Sharp v Sylvanvale Foundation Limited
[2022] NSWPICPD 20
•17 May 2022
| DETERMINATION OF APPEAL AGAINST A DECISION OF THE COMMISSION CONSTITUTED BY A MEMBER | |
CITATION: | Sharp v Sylvanvale Foundation Limited [2022] NSWPICPD 20 |
APPELLANT: | Sarah Jane Sharp |
RESPONDENT: | Sylvanvale Foundation Limited |
INSURER: | Employers Mutual Limited |
FILE NUMBER: | A1-7354/20 |
PRESIDENTIAL MEMBER: | Deputy President Elizabeth Wood |
DATE OF APPEAL DECISION: | 17 May 2022 |
ORDERS MADE ON APPEAL: | 1. The Member’s Certificate of Determination dated 20 August 2021 is revoked. 2. The matter is remitted to a different Member for re-determination in accordance with the consent orders signed by the parties and dated 16 May 2022. |
CATCHWORDS: | WORKERS COMPENSATION – Section 352(5) of the Workplace Injury Management and Workers Compensation Act 1998 – identification of error – appeal allowed in accordance with the consent between the parties |
HEARING: | On the papers |
REPRESENTATION: | Appellant: |
| Mr J Hallion, counsel | |
| Gorman Jones Lawyers | |
| Respondent: | |
| Mr L Robison, counsel | |
| HWL Ebsworth Lawyers | |
DECISION UNDER APPEAL | |
MEMBER: | Mr C Burge |
DATE OF MEMBER’S DECISION: | 20 August 2021 |
INTRODUCTION AND BACKGROUND
Ms Sarah Sharp (the appellant) was employed by Sylvanvale Foundation Limited (the respondent) as a disability care worker. On 30 October 2014, the appellant was involved in an incident in which she suffered a significant injury to her right leg when an autistic client made verbal threats to kill her and repeatedly ran over her right leg with his wheelchair. The appellant claimed compensation and liability was accepted by the respondent. The payments of compensation were originally made by QBE Workers Compensation (NSW) Ltd (QBE). Subsequently, the claim was transferred to AAI Limited trading as GIO (GIO). GIO continued to pay the appellant’s compensation entitlements until 22 December 2019, when payments ceased because of the operation of s 39 of the Workers Compensation Act 1987 (the 1987 Act), which limits the period of weekly payments to 260 weeks (except for workers with greater than 20% permanent impairment). The appellant’s right leg was assessed as 13% whole person impairment.

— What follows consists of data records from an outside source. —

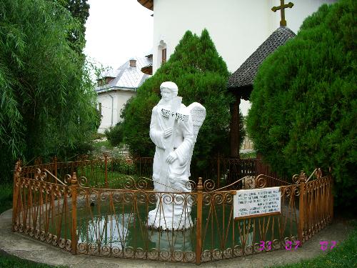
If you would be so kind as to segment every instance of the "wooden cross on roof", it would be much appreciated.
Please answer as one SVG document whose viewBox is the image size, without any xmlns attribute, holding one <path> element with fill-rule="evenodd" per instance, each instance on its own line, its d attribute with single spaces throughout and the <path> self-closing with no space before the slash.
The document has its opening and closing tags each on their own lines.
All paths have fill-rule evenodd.
<svg viewBox="0 0 357 268">
<path fill-rule="evenodd" d="M 293 4 L 291 2 L 289 2 L 287 4 L 284 4 L 284 0 L 280 0 L 280 6 L 273 6 L 271 10 L 273 11 L 274 12 L 276 11 L 277 10 L 280 9 L 280 13 L 281 15 L 281 20 L 280 21 L 280 26 L 286 26 L 286 21 L 285 20 L 285 9 L 288 8 L 292 8 L 293 6 Z"/>
</svg>

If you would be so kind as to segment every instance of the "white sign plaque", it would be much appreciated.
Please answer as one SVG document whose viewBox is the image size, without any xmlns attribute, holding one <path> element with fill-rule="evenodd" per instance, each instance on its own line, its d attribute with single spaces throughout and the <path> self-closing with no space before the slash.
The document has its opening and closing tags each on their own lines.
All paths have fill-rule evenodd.
<svg viewBox="0 0 357 268">
<path fill-rule="evenodd" d="M 280 187 L 237 191 L 233 205 L 235 219 L 280 214 Z"/>
</svg>

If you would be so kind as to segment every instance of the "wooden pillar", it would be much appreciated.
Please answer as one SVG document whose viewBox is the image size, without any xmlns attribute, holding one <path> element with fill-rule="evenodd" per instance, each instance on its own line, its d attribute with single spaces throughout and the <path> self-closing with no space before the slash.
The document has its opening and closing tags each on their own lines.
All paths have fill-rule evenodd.
<svg viewBox="0 0 357 268">
<path fill-rule="evenodd" d="M 298 238 L 300 241 L 300 244 L 302 245 L 303 242 L 303 227 L 305 226 L 305 181 L 302 180 L 300 182 L 300 196 L 298 199 Z"/>
<path fill-rule="evenodd" d="M 57 157 L 54 156 L 54 174 L 56 177 L 56 178 L 59 178 L 57 177 Z M 57 184 L 57 180 L 55 179 L 56 181 L 56 184 Z"/>
<path fill-rule="evenodd" d="M 77 254 L 77 188 L 78 181 L 76 172 L 73 173 L 71 179 L 71 191 L 72 194 L 72 226 L 71 229 L 71 242 L 72 247 L 72 254 Z"/>
<path fill-rule="evenodd" d="M 12 232 L 15 232 L 15 223 L 17 217 L 17 204 L 19 196 L 19 187 L 16 185 L 17 179 L 20 177 L 21 162 L 18 160 L 14 171 L 14 191 L 12 194 Z"/>
<path fill-rule="evenodd" d="M 196 264 L 201 264 L 201 257 L 202 255 L 202 206 L 203 206 L 202 178 L 198 178 L 197 184 L 197 222 L 196 230 Z"/>
<path fill-rule="evenodd" d="M 106 183 L 106 188 L 108 188 L 108 154 L 104 154 L 104 165 L 105 165 L 104 179 Z"/>
<path fill-rule="evenodd" d="M 236 101 L 231 111 L 231 157 L 239 158 L 239 104 L 240 96 L 236 95 Z"/>
</svg>

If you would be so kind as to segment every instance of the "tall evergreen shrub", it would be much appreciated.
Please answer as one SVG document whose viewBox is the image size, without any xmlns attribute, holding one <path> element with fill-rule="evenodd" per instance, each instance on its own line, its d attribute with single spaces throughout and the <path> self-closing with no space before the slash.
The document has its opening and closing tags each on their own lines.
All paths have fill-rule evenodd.
<svg viewBox="0 0 357 268">
<path fill-rule="evenodd" d="M 261 65 L 248 130 L 271 167 L 288 174 L 332 168 L 336 199 L 357 197 L 357 5 L 341 0 L 307 18 Z"/>
<path fill-rule="evenodd" d="M 193 167 L 203 169 L 216 153 L 229 150 L 229 105 L 233 96 L 227 92 L 229 73 L 218 55 L 208 32 L 204 29 L 201 36 L 188 31 L 170 56 L 138 89 L 123 111 L 123 131 L 125 142 L 134 156 L 154 156 L 155 146 L 150 139 L 149 126 L 151 110 L 161 99 L 160 85 L 166 81 L 175 82 L 178 95 L 188 106 L 201 103 L 207 111 L 201 126 L 193 158 Z M 243 122 L 243 117 L 241 121 Z M 243 125 L 241 127 L 243 133 Z M 243 142 L 243 136 L 241 142 Z"/>
</svg>

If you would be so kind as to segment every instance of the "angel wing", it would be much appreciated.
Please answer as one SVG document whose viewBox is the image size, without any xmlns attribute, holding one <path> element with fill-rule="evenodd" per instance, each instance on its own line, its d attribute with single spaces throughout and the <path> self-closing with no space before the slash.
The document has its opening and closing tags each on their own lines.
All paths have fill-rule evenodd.
<svg viewBox="0 0 357 268">
<path fill-rule="evenodd" d="M 187 106 L 187 109 L 191 114 L 192 121 L 193 123 L 193 144 L 192 144 L 192 148 L 191 149 L 191 154 L 188 163 L 188 166 L 187 169 L 188 177 L 190 177 L 190 166 L 191 160 L 192 159 L 192 154 L 193 153 L 193 148 L 195 147 L 196 142 L 197 141 L 197 135 L 198 134 L 201 126 L 203 124 L 203 121 L 206 118 L 206 108 L 198 102 L 193 102 Z"/>
</svg>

Following the injury to her right leg, the appellant was off work until April 2015, when she returned to work in alternate duties. On 11 May 2015, the appellant was returning paperwork to the office in the course of her employment when she observed the same client chasing and threatening to kill another client. She said that this event triggered memories of the assault on 30 October 2014. She ceased work and sought psychological treatment. Her treatment expenses associated with her psychological condition were paid by QBE and subsequently GIO, who attributed her psychological condition to the physical injury on 30 October 2014.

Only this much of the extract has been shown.